Some personal slice of life musings. Read on at your own peril.
I’ve been wanting to “get involved” for a long time. As I see it: if you want things in your life to change your next step is to get off your keister and set processes in motion to affect that change. I’ve stood by that philosophy in terms of my professional and personal life, and I can honestly say I live by my principles.
But what about the stuff around me? I can b*tch and moan online until my fingers fall off but apart from indulging some catharsis WTF am I accomplishing?
Right: el Zippo.
So, where do I even begin trying to help clean up the messes that I see?
First off, the idea of getting active politically does not fly with me. I get that corrupt and dysfunctional institutions (in other words, essentially every government agency there is) need to be infiltrated by “good guys” with an agenda of cleaning house, but in the end I see participating in such a process as tacit endorsement of the idea that government needs to be involved in positive change. I reject that notion. I am no Reagan fan (sorry, but no) but one quote does resonate with me:
“Government is not the solution to our problem; government is the problem.”
So. There are other ways to get involved and I am taking the first steps down that road. I’ve already been reasonably active in local Chamber of Commerce activities and I’m upping the ante on that involvement. I’ve joined a newly-resurgent local small business council and the quality and energy of my fellow members is heartening. I’m also making connections with local grassroots movements, forming alliances with other local “solopreneurs” and becoming part of a groundswell of local people taking charge and making stuff happen outside of “official” channels.
There will be hard work, and frustration, and setback, and often the only compensation for my time and energy will be good karma. I’m cool with that.
This town is my home, and it (along with a lot of America) has been adrift for far too long under the mistaken idea that “they” (meaning the powers that be) are handling things. They are not. We have some wonderful local politicians, don’t get me wrong (I can name three without even trying, starting with Utica’s awesome current Mayor), but in the end it’s up to us—the citizens and businesspeople of this town—to do the grunt work to make good things happen.
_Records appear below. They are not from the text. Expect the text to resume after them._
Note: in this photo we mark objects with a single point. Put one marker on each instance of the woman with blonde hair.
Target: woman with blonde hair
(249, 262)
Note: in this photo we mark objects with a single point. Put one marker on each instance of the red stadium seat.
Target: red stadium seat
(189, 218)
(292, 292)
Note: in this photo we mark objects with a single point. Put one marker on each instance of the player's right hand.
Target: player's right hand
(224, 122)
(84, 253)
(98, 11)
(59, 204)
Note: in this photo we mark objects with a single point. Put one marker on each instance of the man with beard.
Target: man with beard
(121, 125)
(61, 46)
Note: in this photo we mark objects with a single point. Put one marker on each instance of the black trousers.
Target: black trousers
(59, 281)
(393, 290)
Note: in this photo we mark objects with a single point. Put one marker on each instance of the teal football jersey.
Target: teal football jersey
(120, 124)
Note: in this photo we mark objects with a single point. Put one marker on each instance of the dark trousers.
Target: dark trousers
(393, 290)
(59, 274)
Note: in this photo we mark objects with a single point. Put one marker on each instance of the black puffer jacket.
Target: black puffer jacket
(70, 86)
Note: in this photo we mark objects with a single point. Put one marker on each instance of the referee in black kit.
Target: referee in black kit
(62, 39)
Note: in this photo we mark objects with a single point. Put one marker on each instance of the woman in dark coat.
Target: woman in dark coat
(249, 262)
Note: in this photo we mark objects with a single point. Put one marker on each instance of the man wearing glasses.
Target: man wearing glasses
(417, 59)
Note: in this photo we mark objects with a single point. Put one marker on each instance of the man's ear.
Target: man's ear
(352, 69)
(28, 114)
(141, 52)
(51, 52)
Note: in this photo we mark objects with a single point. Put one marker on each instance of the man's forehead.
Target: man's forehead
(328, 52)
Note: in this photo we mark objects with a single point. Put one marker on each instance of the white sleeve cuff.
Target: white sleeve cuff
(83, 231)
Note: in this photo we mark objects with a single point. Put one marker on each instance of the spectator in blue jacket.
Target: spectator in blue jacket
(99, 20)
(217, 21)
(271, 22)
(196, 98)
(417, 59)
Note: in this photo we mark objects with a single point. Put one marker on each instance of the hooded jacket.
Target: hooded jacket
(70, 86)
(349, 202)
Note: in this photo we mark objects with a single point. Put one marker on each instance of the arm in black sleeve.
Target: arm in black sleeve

I know from personal experience the local government (the part that’s functional) is on board with that notion. I applaud their demonstrated interest in the movements I’m aware of, and trust they will also know when it’s necessary to do the most good by simply stepping aside and not getting in our way.
Waiting for someone else to create a job for you, or to clean up a local problem, or to do pretty much anything you want to happen is an exercise in futility. “They” are not looking out for your interests, they have their own issues. It’s up to you.
You don’t like something about your life? Get out of your chair and change it.